Wow does it become law if the majority of those present opposed it? The American Congress might be utterly dysfunctional, but we’ve never had a law pass despite the majority of members voting against it. What am I missing?

  • > What am I missing?

    Nothing really.

    Some will disagree with this, but this is neither new or surprising behaviour from the EU. In the EU if the political class want something, it doesn't really matter what the public want or vote for.

    In the US a lot of your dysfunction is from the fact that your political system actually "works". You maniacs actually can vote for someone like Trump (twice), and he can do stuff regardless of how unpopular he is among the political class.

    Here in Europe things like democracy and freedom of speech are only permitted if our political class approves. We can decide things like tax rates, but some things we're not allowed to express opinions on, and some things we have no power to vote for or against.

    With some exceptions most European democracies work like this and EU is really the gold standard of this system.
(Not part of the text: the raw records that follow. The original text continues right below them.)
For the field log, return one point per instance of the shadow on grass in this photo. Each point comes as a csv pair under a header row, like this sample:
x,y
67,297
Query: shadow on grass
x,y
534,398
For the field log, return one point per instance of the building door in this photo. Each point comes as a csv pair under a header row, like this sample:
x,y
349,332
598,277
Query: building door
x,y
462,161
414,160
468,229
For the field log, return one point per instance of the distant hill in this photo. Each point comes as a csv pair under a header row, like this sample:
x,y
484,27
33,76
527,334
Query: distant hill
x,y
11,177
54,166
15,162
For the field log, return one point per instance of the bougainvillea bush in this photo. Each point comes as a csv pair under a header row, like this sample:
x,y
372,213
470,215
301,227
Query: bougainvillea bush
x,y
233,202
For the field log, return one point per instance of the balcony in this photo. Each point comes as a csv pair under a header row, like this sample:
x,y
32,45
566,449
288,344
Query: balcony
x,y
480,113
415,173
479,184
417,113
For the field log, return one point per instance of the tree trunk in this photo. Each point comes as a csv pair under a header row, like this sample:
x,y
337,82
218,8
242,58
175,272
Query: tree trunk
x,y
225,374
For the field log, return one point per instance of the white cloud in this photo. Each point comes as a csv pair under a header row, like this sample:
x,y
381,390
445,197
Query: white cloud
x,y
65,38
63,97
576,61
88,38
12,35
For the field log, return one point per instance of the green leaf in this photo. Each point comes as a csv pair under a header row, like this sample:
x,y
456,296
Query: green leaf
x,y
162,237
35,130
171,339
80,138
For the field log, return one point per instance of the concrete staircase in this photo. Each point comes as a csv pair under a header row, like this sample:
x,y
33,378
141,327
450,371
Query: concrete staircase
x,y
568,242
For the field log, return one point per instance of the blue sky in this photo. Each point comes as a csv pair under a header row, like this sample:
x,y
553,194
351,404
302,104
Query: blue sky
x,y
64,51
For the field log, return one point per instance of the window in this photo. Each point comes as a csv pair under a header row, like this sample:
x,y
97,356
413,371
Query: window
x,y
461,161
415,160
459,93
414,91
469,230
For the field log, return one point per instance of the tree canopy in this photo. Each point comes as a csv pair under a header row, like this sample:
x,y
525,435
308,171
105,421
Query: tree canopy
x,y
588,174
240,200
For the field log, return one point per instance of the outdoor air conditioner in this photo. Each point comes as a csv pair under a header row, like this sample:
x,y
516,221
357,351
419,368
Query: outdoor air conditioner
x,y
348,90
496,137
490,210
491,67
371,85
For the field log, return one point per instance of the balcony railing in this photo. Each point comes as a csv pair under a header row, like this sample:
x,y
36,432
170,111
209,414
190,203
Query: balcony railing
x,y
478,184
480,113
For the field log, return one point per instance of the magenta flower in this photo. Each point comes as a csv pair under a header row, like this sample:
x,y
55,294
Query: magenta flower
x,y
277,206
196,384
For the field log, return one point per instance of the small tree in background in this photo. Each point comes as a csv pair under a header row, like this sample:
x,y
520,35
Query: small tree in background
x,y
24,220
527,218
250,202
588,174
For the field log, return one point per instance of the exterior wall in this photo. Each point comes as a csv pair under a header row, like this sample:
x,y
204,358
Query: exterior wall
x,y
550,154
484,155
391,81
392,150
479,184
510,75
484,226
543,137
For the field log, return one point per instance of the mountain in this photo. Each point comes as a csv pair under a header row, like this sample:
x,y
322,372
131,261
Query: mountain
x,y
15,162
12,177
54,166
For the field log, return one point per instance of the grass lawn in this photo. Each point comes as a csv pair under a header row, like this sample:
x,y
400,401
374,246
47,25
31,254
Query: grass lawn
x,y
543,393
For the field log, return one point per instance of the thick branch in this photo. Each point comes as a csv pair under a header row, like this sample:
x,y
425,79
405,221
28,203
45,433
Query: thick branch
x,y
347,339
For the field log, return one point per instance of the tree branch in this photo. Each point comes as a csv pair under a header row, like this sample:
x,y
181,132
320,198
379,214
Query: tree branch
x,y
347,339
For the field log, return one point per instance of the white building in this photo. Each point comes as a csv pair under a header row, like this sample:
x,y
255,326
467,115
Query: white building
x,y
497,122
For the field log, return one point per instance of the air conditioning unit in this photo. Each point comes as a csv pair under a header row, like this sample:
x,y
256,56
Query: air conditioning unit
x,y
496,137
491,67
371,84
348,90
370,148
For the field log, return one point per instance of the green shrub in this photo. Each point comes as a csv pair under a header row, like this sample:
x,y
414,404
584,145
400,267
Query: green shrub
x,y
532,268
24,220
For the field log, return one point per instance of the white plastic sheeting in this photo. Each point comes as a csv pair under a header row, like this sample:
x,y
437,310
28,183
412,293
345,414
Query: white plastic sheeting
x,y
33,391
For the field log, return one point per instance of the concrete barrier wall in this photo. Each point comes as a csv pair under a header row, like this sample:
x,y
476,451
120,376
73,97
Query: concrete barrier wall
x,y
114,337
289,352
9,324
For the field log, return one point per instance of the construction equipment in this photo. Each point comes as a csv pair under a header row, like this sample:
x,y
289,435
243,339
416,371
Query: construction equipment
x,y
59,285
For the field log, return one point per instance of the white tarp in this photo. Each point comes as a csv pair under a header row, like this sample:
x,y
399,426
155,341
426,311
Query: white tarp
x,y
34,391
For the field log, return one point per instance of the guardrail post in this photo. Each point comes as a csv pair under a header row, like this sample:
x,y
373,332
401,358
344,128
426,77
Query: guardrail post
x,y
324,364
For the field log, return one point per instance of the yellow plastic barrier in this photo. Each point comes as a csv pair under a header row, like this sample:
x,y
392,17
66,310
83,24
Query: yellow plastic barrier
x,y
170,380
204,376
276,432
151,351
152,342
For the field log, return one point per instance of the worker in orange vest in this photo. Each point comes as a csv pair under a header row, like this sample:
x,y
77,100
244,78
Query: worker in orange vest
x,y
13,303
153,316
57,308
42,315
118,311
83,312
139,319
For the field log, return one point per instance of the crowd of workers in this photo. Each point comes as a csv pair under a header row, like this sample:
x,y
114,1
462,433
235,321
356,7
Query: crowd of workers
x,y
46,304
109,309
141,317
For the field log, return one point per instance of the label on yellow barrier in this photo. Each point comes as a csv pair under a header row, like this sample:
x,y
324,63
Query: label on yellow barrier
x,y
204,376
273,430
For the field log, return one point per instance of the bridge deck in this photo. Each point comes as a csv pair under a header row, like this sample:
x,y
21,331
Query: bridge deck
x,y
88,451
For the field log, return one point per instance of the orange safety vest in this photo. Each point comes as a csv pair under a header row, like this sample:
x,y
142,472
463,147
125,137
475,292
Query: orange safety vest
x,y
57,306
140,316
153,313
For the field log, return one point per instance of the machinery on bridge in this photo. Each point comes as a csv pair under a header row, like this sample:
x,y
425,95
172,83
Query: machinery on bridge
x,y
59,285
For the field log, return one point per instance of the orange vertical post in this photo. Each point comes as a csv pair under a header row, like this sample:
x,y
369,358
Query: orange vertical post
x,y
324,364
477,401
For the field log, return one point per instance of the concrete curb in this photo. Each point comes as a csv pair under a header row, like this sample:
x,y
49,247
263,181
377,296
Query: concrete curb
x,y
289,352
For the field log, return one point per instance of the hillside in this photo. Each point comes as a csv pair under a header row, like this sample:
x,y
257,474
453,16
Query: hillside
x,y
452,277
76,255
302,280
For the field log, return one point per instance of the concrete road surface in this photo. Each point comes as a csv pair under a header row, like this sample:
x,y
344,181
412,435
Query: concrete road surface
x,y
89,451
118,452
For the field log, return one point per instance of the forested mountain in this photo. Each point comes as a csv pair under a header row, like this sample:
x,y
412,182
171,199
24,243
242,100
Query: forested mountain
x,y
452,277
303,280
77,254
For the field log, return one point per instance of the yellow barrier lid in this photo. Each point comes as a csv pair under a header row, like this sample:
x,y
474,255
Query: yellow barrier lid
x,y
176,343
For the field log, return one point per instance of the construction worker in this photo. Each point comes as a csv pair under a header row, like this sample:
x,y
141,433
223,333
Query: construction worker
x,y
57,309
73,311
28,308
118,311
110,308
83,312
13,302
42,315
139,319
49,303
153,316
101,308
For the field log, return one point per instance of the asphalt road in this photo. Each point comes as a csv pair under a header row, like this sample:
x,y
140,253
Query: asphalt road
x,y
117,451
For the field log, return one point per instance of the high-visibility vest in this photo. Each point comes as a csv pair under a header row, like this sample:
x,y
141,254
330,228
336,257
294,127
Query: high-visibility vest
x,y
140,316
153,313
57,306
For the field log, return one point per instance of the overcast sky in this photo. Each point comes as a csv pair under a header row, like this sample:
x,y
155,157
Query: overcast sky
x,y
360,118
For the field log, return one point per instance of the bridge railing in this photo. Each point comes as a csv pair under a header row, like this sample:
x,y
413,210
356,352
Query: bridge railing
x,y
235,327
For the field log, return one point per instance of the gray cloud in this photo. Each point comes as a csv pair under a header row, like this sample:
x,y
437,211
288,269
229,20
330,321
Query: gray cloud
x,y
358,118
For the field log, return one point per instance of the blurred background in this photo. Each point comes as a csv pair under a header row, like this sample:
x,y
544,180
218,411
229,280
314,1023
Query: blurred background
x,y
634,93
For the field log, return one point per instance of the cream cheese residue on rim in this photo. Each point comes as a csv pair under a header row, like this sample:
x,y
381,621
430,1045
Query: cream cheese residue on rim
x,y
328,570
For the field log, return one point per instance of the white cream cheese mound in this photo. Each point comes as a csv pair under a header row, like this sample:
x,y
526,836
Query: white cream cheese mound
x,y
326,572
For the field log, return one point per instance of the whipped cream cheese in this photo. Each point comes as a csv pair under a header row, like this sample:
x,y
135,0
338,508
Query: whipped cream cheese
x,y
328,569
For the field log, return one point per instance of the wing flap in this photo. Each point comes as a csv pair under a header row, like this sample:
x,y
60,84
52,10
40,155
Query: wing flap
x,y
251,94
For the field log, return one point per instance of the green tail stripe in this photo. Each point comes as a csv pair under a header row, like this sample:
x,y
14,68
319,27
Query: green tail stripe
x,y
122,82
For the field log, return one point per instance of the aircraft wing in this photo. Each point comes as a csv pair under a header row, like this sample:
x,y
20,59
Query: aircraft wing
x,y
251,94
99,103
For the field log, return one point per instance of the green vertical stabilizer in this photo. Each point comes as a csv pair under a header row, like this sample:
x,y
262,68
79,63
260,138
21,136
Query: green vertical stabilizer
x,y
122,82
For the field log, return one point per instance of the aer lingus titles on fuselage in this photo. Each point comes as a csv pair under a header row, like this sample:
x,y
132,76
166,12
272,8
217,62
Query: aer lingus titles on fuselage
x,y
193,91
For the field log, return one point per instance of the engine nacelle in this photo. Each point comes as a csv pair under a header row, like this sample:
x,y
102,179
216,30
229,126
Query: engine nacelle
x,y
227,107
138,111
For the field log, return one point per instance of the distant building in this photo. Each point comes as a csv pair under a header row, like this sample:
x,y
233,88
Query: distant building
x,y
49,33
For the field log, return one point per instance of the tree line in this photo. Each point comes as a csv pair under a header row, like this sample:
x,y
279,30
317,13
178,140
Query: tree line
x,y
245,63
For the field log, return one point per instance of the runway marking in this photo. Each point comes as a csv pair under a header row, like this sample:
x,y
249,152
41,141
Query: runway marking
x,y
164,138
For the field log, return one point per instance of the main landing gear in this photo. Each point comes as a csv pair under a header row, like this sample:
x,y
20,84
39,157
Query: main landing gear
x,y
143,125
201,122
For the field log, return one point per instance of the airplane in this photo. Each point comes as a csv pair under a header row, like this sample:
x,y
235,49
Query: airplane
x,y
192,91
They have lots of ways to do what they want regardless of how popular it is, and regardless of what the opinions of our elected representatives are.

    • Who is the "political class" of the EU?

      In the US, it seems more obvious how corporate money pulls the political strings, but my impression is that corporate influence is a lot weaker in Europe..

      2 replies →

[flagged]

  • We're currently running a long-term offshore experiment to see if 2A has any measurable impact on dragnet surveillance and the NSA.

    • There are plenty of things to complain about here, and that is one of them. But that authorization was passed by our elected representatives by a super majority and reauthorized by them multiple times. It was not done by a sneaky maneuver where the majority of congress voted against it but somehow it still became law.